一方の魔王城では、迷いを断ち切ったルシファーが、かつてない覇気を纏って帰還していた。
(魔王様の本心がどうあれ、解釈は私次第。……私は、この組織の理不尽すらも糧に、真の『個』へと至るのだ!)
その暑苦しいまでのやる気に、ベルゼと九尾は「……あ、あぁ。正気に戻ったのね(これでまた面倒な仕事を押し付けられるわ……)」と、別の意味で安堵の溜息をついていた。
帝国領の小高い丘。そこには、今や異世界全土の信仰を集める「正一位」天狐の社が鎮座している。

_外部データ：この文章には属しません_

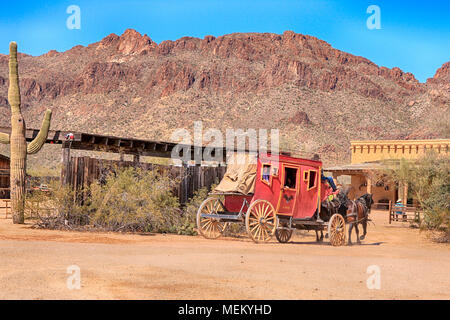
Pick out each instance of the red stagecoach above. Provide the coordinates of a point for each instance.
(272, 197)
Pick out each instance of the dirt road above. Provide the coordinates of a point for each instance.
(33, 265)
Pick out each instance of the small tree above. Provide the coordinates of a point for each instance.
(428, 178)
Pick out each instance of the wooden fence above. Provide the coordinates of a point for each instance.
(404, 214)
(83, 171)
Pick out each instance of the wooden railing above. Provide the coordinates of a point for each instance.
(406, 213)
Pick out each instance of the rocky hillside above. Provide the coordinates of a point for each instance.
(319, 97)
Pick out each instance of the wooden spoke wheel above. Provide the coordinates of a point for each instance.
(210, 228)
(261, 221)
(283, 235)
(336, 230)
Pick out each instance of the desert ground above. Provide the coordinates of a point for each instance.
(34, 262)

社から見下ろす帝国の華やかな街並みと、鏡のように静まり返る美しい湖。夕暮れの茜色と、闇夜の紺青が混ざり合う――昼と夜の境界、「逢魔が時」。
「……綺麗だな。現世のネオンとは違う、命の灯火って感じだ」
「ふふん、我の加護が隅々まで行き届いている証拠なのだ。……ショータ、たまにはこうして二人で空を眺めるのも、卒がなくて良いものだな」
コンが満足げに目を細め、隣のショータに寄り添おうとした、その時だった。
二つの月が浮かぶ夜空を、一条の光が切り裂いた。
それは願いを託すようなロマンチックな流れ星などではない。尾を引く光はどす黒く、大気を焦がす音は、まるで無数の亡者が叫んでいるかのような禍々しい不協和音。

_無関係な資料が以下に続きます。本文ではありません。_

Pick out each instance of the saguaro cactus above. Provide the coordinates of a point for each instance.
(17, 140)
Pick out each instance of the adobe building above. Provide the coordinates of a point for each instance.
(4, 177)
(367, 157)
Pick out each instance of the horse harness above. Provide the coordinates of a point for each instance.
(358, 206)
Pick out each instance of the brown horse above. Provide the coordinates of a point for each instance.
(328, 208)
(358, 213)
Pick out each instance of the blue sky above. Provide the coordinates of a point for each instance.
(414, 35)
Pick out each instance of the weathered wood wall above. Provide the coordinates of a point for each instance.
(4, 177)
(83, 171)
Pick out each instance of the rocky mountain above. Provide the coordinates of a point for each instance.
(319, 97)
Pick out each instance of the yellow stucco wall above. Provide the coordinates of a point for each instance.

「……っ!? なんだ、あの『ノイズ(狂気)』の塊は」
ショータの【世界の総支配人】の演算が、かつてないエラー値を叩き出した。計測不能。論理破綻。
「ショータ、嫌な気配がする……。あれは、魔王軍の魔力とも、神界の霊力とも違う……。もっと、ドロドロとした『悪意』の塊なのだ……!」
コンの尻尾が逆立ち、社の空気が一変する。
漆黒の流星は、帝都の遥か彼方――未踏の原生林へと、音もなく墜ちていった。
それが、異世界の生態系を根底から覆す「外宇宙のバグ」なのか。それとも、魔王すら制御不能な「神の失敗作」なのか。
「未知の競合相手」の出現を察知したショータ。
平和な祝宴の後に訪れる、異世界最大の「システム・クラッシュ」が、静かにその幕を開けようとしていた。